Alternative methods to achieve licensure, and additional support for instructional assistants who want to become teachers – including mentorship programs and grants to pay for teacher training courses – are just some of the steps Massachusetts can take to recruit BIPOC educators.  

And we cannot ignore a fundamental problem: The high cost of getting a teaching degree. The cost to become an educator in Massachusetts is one of the main reasons that the educator pipeline is drying, and those costs are hitting students of color harder than their white counterparts because BIPOC students typically need to borrow more to pursue higher education. 

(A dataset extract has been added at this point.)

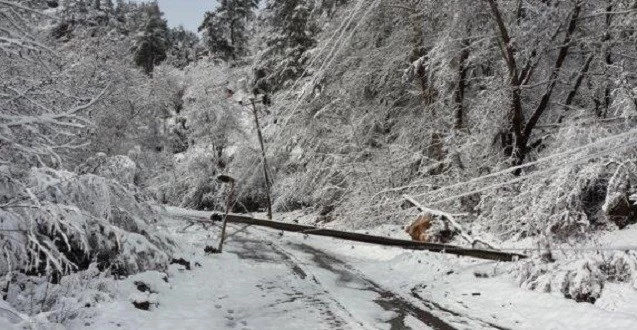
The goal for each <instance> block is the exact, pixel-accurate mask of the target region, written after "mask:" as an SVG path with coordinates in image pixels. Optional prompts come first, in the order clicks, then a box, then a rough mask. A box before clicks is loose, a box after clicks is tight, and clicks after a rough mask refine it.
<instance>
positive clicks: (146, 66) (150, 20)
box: [135, 2, 168, 74]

Our union, the Massachusetts Teachers Association, successfully advocated for a state budget provision that will allocate $15 million for scholarships and loan forgiveness programs for aspiring and new educators, with priority being placed on recruiting and retaining educators of color. Furthermore, the increased state funding to districts from the Student Opportunity Act, passed in 2019 with strong advocacy from educators across the state, must be used to retain newly hired BIPOC educators. Passing the Cherish Act, which would increase higher education funding and freeze tuition and fee increases for several years, would also allow more young people to pursue careers in public education without having to amass student loan debt.  

Proposing changes to how districts can cut staff to build a more diverse educator workforce – as another bill does – is misguided. We need more educators, not fewer. 

Both of us directly benefitted from having teachers of color as part of our education. They inspired us to pursue our degrees and to enter this transformative profession. We are not content to simply “pay it forward.” We must build the wealth of diversity that all of our students deserve. 

Rosa Lopez-Whitehill is a middle school teacher in the Pembroke Public Schools. Betsy Preval is a middle school teacher in the Cambridge Public Schools.